In quello stesso giorno, mentre l’Ucraina conquistava la sua autonomia da Mosca, Michail Gorbaciov si dimetteva dalla carica di segretario generale del Pcus, la carica più potente dell’Urss, dopo giorni drammatici in cui il complotto per rovesciarlo era quasi riuscito, e un colpo di Stato era stato sventato solo in extremis. I due fatti erano strettamente collegati, anzi, uno era la causa del secondo. Per la cronaca, Volodymir Ivasko sostituì Gorbaciov, ma il suo era soltanto un interregno. Il 29 agosto si dimise: era l’inizio di un gran repulisti. Boris Eltsin, il presidente della repubblica sovietica della Russia che era riuscito ad annullare il golpe capitanato dal Kgb, da una moltitudine di generali e da quasi tutti i membri del governo, emanò il decreto numero 83 col quale si ordinava il trasferimento degli archivi del Pcus alle autorità dell’archivio di Stato. Un atto fondamentale, per sollevare – se non tutti – molti dei misteri e dei crimini in nome e per conto del regime comunista.
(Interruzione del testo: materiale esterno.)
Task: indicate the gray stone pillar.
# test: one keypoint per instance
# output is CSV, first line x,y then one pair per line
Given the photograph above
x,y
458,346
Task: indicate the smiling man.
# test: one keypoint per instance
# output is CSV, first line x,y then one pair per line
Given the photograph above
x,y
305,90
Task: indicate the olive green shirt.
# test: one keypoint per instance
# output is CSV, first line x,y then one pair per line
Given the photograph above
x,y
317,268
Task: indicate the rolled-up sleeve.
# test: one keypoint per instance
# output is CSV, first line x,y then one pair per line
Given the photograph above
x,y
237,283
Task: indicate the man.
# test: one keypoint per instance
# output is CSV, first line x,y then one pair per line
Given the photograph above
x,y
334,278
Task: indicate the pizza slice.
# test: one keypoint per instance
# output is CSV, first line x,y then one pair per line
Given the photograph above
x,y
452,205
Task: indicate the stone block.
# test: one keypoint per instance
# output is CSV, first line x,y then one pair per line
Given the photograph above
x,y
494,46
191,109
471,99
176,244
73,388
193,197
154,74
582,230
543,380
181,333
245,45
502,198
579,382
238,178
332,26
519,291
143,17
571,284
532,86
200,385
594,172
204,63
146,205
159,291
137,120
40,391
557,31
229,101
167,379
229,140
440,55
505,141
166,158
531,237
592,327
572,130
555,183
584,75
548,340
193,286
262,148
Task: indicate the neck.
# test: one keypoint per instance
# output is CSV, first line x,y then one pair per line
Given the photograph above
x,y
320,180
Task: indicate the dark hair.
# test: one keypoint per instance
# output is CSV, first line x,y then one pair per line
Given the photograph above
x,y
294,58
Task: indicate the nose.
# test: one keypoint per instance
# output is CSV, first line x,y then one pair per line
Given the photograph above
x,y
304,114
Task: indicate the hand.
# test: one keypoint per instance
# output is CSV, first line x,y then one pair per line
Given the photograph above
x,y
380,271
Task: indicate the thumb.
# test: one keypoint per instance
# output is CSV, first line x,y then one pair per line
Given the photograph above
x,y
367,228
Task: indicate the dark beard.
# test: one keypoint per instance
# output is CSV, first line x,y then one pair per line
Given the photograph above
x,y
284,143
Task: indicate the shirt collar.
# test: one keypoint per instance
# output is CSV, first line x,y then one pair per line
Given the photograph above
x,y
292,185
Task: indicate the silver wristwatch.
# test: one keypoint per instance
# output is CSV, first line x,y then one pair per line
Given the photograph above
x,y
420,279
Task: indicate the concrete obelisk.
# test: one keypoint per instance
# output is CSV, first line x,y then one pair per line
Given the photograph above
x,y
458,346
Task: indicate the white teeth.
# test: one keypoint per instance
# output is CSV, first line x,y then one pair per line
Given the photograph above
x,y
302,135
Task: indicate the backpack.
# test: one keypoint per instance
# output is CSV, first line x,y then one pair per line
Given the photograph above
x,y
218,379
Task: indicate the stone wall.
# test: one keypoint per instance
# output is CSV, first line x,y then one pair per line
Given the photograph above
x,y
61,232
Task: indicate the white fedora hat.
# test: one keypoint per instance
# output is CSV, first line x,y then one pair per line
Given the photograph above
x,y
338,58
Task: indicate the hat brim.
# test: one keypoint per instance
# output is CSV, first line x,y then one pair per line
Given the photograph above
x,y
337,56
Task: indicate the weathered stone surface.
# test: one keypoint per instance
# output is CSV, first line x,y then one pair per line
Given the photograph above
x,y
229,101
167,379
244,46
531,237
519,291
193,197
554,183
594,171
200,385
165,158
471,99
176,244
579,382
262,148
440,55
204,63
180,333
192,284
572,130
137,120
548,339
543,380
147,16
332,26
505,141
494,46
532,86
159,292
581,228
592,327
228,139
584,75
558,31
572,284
Ma è necessario riannodare brevemente i fili della storia di quegli anni, per capire il putsch d’agosto e la fine politica di Gorbaciov, sovrastato dalle dinamiche geopolitiche che lui stesso aveva innescato, sottovalutandone l’esplosività: lui non voleva la dissoluzione dell’Unione Sovietica, ma la sua modernizzazione e una maggiore democrazia, oltre ad una liberalizzazione della società.

Andiamo per gradi. Gorbaciov ascende alla carica di segretario generale del Pcus nel 1985, quando l’Urss è in piena crisi economica. Lui e il suo staff hanno in serbo una soluzione: la perestroijka e la glasnost, cioè la ristrutturazione dell’apparato elefantiaco ed obsoleto dell’industria sovietica e la trasparenza degli interventi statali. Una rivoluzione che allarma la destra del Pcus, gli apparati dello Stato e la nomenklatura. Sanno di essere nel mirino di Gorbaciov che vuole combattere la corruzione endemica e l’inefficienza. I timori dei cacicchi sovietici non è senza ragioni: la liberalizzazione imposta da Gorbaciov è recepita nelle repubbliche più remote, come in quelle baltiche e in quelle caucasiche, come un invito ad emanciparsi.
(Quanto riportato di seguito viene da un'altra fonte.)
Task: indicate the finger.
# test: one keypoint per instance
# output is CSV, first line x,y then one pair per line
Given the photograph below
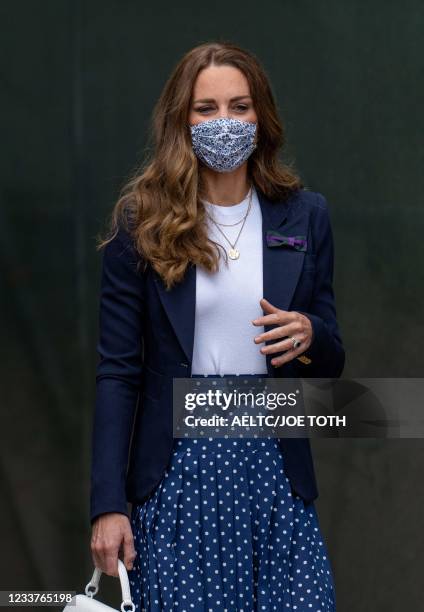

I rigurgiti nazionalisti anticipano le loro richieste di separazione. Già nel 1989 la liberalizzazione gorbacioviana e la liberazione dei detenuti politici reclusi nei gulag spingono gli ucraini ad organizzarsi per richiedere e difendere i loro diritti alla sovranità. Nasce allora il movimento nazionalista ucraino Rukh. Nelle elezioni del marzo 1990, il blocco democratico sfiora il 25 per cento dei seggi alla Duma nazionale. Ma questa minoranza è in grado di influenzare il parlamento che adotta il 16 luglio 1990 la Dichiarazione sulla sovranità politica della Repubblica d’Ucraina. E’ il primo concreto passo verso l’indipendenza completa. Ed è in questo turbolento contesto che interviene il Kgb: i servizi segreti cominciano a tramare contro Gorbaciov e i giovani tecnocrati e ideologi della perestroijka che lo affiancano.
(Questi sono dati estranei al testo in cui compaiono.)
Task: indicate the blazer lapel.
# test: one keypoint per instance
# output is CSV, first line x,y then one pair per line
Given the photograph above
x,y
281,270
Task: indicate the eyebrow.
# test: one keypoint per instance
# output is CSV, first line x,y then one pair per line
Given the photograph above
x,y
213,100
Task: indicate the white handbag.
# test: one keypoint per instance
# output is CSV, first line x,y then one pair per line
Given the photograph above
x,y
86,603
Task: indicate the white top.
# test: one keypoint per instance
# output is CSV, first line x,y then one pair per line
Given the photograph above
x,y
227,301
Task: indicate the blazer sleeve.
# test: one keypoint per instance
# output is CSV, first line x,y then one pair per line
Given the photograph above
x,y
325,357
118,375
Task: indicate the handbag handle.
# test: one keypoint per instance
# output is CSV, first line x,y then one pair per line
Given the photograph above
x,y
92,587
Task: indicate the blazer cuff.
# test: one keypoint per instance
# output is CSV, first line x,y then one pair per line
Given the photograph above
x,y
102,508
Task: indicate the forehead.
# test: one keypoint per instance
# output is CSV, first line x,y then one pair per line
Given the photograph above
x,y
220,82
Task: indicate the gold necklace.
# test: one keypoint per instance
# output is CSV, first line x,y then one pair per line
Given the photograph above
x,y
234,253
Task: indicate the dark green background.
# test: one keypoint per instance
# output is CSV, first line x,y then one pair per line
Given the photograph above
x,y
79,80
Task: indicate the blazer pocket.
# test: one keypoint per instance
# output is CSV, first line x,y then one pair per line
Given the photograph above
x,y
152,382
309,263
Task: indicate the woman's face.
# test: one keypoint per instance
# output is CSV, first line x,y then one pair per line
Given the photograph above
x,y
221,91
Il pretesto per aggregare politici, ministri e persino il premier, oltre ad allertare generali ed ufficiali delle Forze Armate, delle forze speciali (Omon, Odon) e della polizia, sono le ribellioni delle repubbliche baltiche che nel 1990 dichiarano la loro scissione dall’Urss. L’esempio è seguito dalla Russia il 12 giugno, che limita le applicazioni delle leggi sovietiche, specie quelle che riguardano economia e finanza. Gorbaciov è messo con le spalle al muro: nel gennaio del 1991 autorizza l’impiego dell’Armata Rossa per riprendere il controllo della Lituania, con aspri combattimenti. Una settimana dopo, è il turno della Lettonia, dove le autorità locali vengono destituite. La crisi, tuttavia, incalza. In Russia c’è penuria di tutto: medicinali, cibo, persino la benzina. La popolarità di Gorbaciov è al lumicino. Gli avversari sfruttano la rabbia della gente e nel referendum del 17 marzo 1991 sulla conservazione dell’Urss (boicottato dai baltici, dai georgiani, dagli armeni e dai moldavi), il 77,85 per cento vota per una rinnovata federazione di repubbliche uguali e sovrane.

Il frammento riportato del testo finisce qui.